或る休日と廃校のグラウンド

 朝、家を出た。副都心線に乗って、千川駅で降りる。この駅は初めて降りる。豊島区旧第十中学校校庭を目指して歩く。迷うかなと思って携帯の画面に道順の案内を表示しておいたが、周りの人が明らかにそこに向かって歩いていたので、なんなく着いてしまう。追加販売の立見席チケットだったので、着席する人が入るまでしばらく持ってきた本を読む。今日カバンに入っているのは、『将棋世界』最新号、『Number』日本ラグビー特集号、謡本『鉢木』と『紅葉狩』、原田マハ『楽園のカンヴァス』文庫本。しばらくすると、立見客も番号順に整列して入場し、運よく中央後方の一番いい位置に陣取ることができる。天気も快晴。晴れてよかった。観に来たのは、フェスティバル/トーキョー参加作品の飴屋法水『ブルーシート』。

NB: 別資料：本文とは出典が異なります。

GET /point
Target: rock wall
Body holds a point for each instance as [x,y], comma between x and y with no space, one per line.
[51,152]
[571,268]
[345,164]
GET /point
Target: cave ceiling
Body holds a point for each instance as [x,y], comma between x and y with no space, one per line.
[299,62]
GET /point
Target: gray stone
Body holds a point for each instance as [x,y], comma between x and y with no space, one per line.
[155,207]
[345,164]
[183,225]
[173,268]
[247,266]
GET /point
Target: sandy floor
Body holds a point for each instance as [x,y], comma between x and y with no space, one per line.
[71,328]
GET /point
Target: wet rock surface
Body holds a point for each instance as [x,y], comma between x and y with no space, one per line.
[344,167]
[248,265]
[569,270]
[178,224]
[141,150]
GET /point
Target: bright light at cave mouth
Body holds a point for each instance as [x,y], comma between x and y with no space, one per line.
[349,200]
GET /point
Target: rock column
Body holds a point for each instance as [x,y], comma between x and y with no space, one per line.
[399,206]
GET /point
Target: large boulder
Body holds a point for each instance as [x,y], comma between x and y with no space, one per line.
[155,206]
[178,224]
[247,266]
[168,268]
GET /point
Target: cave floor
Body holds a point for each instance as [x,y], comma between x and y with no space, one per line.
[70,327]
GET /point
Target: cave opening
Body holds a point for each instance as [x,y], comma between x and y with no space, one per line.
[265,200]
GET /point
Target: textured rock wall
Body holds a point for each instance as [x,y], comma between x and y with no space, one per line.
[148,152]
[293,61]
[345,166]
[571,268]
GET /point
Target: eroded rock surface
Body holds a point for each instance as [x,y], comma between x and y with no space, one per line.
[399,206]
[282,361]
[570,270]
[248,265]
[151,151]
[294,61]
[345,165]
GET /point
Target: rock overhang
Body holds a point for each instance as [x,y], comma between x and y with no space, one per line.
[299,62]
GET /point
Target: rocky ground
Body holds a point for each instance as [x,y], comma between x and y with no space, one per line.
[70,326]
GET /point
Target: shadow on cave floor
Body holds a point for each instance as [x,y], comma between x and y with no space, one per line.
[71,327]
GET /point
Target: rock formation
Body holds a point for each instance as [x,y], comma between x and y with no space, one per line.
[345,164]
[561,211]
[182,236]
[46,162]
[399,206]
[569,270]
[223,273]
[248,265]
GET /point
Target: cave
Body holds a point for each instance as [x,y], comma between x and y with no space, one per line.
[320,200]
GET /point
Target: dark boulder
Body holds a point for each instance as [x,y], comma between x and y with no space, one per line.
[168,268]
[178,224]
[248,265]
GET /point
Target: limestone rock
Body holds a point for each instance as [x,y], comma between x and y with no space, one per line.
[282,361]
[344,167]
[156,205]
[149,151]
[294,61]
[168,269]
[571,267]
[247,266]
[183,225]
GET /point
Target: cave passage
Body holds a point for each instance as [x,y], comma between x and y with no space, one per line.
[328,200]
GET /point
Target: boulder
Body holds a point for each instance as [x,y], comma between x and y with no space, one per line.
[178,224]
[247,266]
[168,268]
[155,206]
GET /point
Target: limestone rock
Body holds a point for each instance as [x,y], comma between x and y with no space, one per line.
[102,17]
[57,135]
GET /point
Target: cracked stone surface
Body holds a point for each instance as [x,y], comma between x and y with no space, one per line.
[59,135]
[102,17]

 深く感動した。人は体験したことを忘れることもできるし、憶えていることもできる、という台詞は、これからも長く私の中に残るだろう。9人(オリジナルの上演から妊娠による不在1名、キャストの入れ替わり1名)の現・元高校生によるこの演劇は、原発事故というテーマを扱いつつもそれを前景化しすぎることなく、役者一人一人が事故後にいわき市で、また、その後地元を離れて経験した様々な出来事と感情を、時に軽やかに、時に真摯に、時に詩的に、例えば、ブルーシートに包まれた得体の知れないものといった印象的なモチーフを使いながら、淡々と描き出していく。グロテスクでうつろいやすい世界が結晶化して、とても美しいものを眺めているような、普段演劇を見ていて感じたことのないような、独特な感興を覚えた。

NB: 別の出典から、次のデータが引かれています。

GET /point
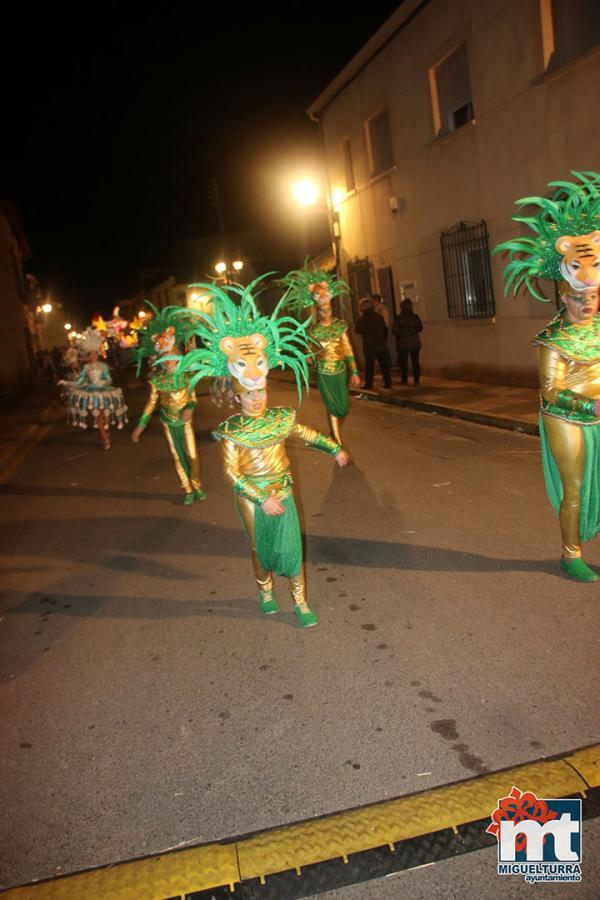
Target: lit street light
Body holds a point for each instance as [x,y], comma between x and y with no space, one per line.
[305,191]
[226,270]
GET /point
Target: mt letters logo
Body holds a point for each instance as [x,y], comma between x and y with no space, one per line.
[539,839]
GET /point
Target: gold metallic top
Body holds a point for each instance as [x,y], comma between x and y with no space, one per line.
[172,401]
[567,387]
[258,472]
[335,350]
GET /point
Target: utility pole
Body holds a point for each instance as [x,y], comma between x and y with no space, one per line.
[214,198]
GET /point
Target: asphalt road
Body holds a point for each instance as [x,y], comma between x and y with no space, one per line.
[147,704]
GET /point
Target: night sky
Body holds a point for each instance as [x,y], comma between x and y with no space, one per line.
[111,129]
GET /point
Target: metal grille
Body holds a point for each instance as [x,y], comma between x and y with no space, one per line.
[467,271]
[359,279]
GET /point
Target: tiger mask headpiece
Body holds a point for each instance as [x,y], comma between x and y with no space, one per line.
[580,263]
[246,361]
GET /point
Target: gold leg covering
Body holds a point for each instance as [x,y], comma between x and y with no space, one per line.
[568,449]
[298,589]
[185,481]
[192,452]
[264,579]
[335,427]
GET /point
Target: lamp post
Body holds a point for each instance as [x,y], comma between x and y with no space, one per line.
[306,193]
[229,271]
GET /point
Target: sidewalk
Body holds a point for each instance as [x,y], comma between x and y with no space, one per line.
[498,405]
[501,406]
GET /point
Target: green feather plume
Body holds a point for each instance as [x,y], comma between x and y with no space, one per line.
[574,209]
[297,283]
[236,314]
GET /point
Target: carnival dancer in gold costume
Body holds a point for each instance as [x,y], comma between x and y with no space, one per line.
[313,289]
[173,394]
[241,343]
[567,246]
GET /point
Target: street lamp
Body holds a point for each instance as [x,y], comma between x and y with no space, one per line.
[229,271]
[307,193]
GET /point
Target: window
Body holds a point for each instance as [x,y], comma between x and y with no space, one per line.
[385,280]
[575,29]
[451,87]
[348,166]
[467,271]
[380,143]
[359,279]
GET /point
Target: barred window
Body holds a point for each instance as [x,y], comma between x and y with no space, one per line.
[348,165]
[467,271]
[359,279]
[380,143]
[576,27]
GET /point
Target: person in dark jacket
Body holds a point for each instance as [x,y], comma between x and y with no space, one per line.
[374,333]
[407,327]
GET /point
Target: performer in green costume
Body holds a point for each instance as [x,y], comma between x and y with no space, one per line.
[174,395]
[240,343]
[313,289]
[566,248]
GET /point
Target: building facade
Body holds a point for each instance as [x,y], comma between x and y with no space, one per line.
[448,114]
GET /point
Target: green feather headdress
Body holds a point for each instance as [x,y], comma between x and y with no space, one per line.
[297,284]
[236,314]
[180,318]
[574,209]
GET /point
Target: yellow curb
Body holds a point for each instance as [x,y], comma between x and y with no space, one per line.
[175,873]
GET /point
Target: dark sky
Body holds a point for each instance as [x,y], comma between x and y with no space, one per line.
[112,126]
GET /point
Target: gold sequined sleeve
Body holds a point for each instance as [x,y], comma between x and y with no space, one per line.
[315,439]
[242,484]
[149,407]
[552,369]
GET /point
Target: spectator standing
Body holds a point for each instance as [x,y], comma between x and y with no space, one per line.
[406,328]
[383,310]
[373,331]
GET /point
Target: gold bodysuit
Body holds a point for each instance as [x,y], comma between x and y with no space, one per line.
[256,464]
[569,375]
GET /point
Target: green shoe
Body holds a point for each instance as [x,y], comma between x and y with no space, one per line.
[268,604]
[305,616]
[577,569]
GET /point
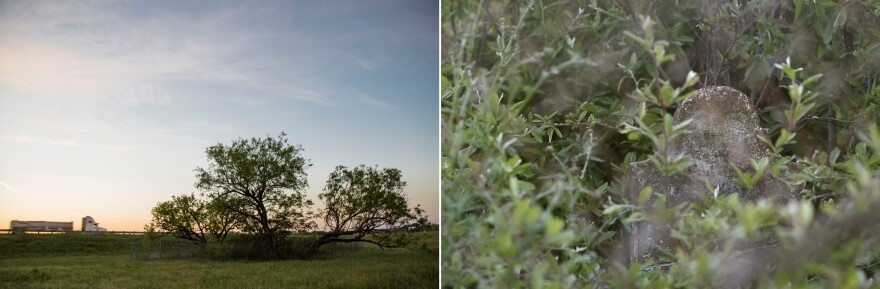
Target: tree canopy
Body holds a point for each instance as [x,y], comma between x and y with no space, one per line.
[262,180]
[256,186]
[366,204]
[546,104]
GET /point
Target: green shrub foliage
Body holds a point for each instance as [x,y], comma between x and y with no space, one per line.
[545,104]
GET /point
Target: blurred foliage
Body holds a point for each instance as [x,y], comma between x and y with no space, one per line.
[545,104]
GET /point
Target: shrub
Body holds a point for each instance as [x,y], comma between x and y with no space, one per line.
[545,104]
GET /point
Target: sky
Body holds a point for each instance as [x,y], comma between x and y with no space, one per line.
[106,107]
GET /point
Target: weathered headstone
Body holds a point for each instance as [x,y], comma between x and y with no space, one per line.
[723,133]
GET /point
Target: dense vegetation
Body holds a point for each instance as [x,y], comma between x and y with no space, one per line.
[545,104]
[257,187]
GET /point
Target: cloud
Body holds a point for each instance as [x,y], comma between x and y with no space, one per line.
[8,187]
[20,138]
[364,64]
[367,99]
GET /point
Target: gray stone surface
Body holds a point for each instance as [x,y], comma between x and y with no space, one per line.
[723,132]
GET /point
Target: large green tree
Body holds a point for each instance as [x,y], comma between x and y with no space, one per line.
[191,218]
[367,204]
[263,181]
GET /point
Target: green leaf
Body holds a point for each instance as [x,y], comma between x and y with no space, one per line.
[644,195]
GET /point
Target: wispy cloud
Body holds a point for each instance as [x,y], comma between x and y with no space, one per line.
[8,187]
[367,99]
[364,64]
[20,138]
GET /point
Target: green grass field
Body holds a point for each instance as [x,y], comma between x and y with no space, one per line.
[56,267]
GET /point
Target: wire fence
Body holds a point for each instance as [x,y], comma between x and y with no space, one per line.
[169,249]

 同時に、これは「作品」というより「出来事」なのではないか、という想いも同時に湧いた。つまり、この作品は、この若者たちが、この年齢で演じているからこうなるのであって、本当の意味では再現不可能なものなのだろうとも思った。端的にいうと「奇跡」という単語が頭に思い浮かんだ。
 見終わった後で、会場で売っていた『ブルーシート』の脚本の入った本を買い、駅に帰るまでと、電車で移動する間に読み続けたのだが、そこに岸田戯曲賞受賞時の審査員の選評が小冊子になって付いていた。ざくっとまとめると、岩松了岡田利規の2人は、「作品」ではないので戯曲としては評価できない(でも受賞には反対しない)、という意見。野田秀樹宮沢章夫の2人は、「出来事」で十分だし、これだけ優れているのに評価しないわけにはいかないでしょう、という意見(おもしろいことに、宮沢章夫は、「奇跡」という言葉を選評に使っていた)。松田正隆は、わかっていてあえて論評を避けているような感じ。
 「作品」じゃないな、と感じるにせよ、「出来事」で十分では、と感じるにせよ、この『ブルーシート』という作品には、それを観た人間に届くある種普遍的なイメージの喚起力や浸透力があることは間違いないように思う。飴屋法水の作る作品がいつも傑作かどうかは私にはわからない。これまで、それほどいい飴屋作品の観客ではなかった。でも、この作品は、私は間違いなく傑作だと思う。例え、二度とこの作品を観ることがかなわなくても。むしろ、そうであるがゆえに、なおさらそう思う。